College of Information Science and Technology, Beijing University of Chemical Technology, Beijing, China.
Intelligence and Information Engineering College, Tangshan University, Tangshan, China.
Curr Top Med Chem. 2023;23(8):618-626. doi: 10.2174/1568026623666230117121531.
The small sample problem widely exists in the fields of the chemical industry, chemistry, biology, medicine, and food industry. It has been a problem in process modeling and system optimization. The aim of this study is to focus on the problems of small sample size in modeling, the process parameters in the ultrasonic extraction of botanical medicinal materials can be obtained by optimizing the extraction rate model. However, difficulty in data acquisition results in problem of small sample size in modeling, which eventually reduces the accuracy of modeling prediction.
A virtual sample generation method based on full factorial design (FFD) is proposed to solve the problem ofa small sample size. The experiments are first conducted according to the Box- Behnken Design (BBD) to obtain small-size samples, and the response surface function is established accordingly. Then, virtual sample inputs are obtained by the FFD, and the corresponding virtual sample outputs are calculated by the response surface function. Furthermore, a screening method of virtual samples is proposed based on an extreme learning machine (ELM). The connection weights of ELM are used for further optimization and screening of the generated virtual samples.
The results show that virtual sample data can effectively expand the sample size. The precision of the model trained on semi-synthetic samples (small-size experimental simples and virtual samples) is higher than the model trained merely on small-size experimental samples.

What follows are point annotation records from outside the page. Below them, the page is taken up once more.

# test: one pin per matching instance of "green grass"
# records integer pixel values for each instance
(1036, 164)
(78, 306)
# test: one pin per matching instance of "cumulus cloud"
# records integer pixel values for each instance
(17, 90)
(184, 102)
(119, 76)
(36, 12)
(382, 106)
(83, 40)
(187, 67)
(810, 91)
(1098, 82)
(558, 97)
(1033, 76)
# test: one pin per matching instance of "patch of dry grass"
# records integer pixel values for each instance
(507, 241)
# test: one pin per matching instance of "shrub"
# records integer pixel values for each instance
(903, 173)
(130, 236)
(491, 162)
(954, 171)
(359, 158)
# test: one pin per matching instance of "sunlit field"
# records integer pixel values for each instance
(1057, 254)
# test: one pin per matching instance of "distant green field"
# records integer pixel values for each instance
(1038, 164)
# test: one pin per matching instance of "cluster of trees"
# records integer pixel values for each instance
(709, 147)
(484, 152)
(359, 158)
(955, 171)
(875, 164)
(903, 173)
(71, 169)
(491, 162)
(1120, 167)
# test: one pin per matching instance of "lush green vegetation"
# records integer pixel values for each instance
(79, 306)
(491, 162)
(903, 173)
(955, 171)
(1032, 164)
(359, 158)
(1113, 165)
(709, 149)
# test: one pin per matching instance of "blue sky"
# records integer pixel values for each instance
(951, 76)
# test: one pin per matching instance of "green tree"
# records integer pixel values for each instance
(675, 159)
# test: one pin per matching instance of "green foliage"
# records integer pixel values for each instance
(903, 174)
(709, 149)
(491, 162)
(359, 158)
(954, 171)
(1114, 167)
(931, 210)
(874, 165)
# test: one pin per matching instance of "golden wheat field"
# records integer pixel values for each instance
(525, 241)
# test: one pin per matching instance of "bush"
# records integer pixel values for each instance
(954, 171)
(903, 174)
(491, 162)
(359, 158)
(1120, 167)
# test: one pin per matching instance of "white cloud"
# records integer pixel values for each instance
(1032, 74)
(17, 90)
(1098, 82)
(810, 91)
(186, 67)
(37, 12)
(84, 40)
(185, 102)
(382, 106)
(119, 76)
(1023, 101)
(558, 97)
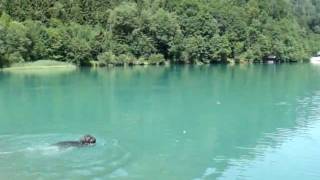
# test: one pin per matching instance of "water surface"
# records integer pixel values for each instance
(180, 122)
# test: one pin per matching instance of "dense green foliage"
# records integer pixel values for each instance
(152, 31)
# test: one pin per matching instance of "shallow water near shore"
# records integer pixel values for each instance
(178, 122)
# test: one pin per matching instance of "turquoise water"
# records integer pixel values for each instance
(181, 122)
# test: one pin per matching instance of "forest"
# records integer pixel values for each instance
(158, 31)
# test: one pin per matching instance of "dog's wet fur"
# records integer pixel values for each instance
(86, 140)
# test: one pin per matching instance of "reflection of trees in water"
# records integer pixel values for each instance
(228, 112)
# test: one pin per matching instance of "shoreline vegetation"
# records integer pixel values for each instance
(157, 32)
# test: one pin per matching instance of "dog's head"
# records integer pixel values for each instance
(88, 139)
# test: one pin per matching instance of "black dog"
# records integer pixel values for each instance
(84, 141)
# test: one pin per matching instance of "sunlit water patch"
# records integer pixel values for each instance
(178, 122)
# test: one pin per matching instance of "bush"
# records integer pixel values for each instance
(107, 58)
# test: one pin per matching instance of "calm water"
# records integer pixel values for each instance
(179, 123)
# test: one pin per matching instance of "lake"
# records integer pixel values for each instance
(163, 123)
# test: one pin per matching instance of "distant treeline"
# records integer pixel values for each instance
(155, 31)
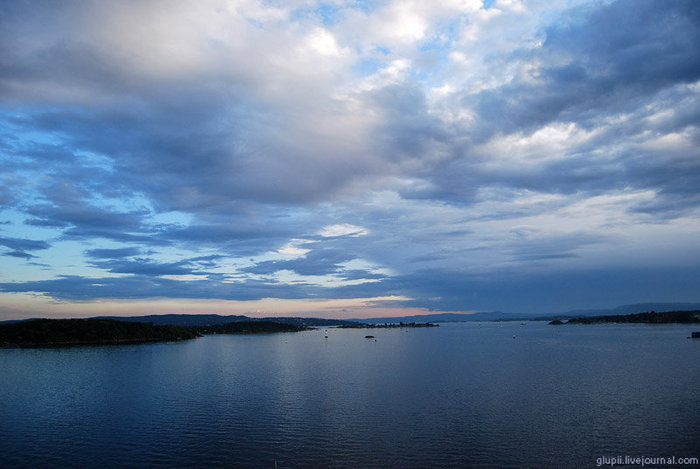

The virtual sample generation and screening methods proposed in this paper can effectively solve the modeling problem of small samples. The reliable process parameters can be obtained by optimizing the model trained by the semi-synthetic samples.
小样本问题广泛存在于化学工业、化学、生物学、医学和食品工业等领域,这一直是过程建模和系统优化中的一个问题。本研究旨在解决建模中样本量小的问题,通过优化提取率模型,可以获得植物药材超声提取的工艺参数。然而,数据采集的困难导致建模样本量小,最终降低了建模预测的准确性。
提出了一种基于完全析因设计(FFD)的虚拟样本生成方法来解决小样本量的问题。首先根据 Box-Behnken 设计(BBD)进行实验,获得小样本,并相应地建立响应面函数。然后,通过 FFD 获得虚拟样本输入,并通过响应面函数计算相应的虚拟样本输出。此外,还提出了一种基于极限学习机(ELM)的虚拟样本筛选方法。利用 ELM 的连接权重对生成的虚拟样本进行进一步的优化和筛选。
结果表明,虚拟样本数据可以有效地扩展样本量。在半合成样本(小样本实验样本和虚拟样本)上训练的模型的精度高于仅在小样本实验样本上训练的模型。
本文提出的虚拟样本生成和筛选方法可以有效地解决小样本建模问题。通过优化半合成样本训练的模型,可以获得可靠的工艺参数。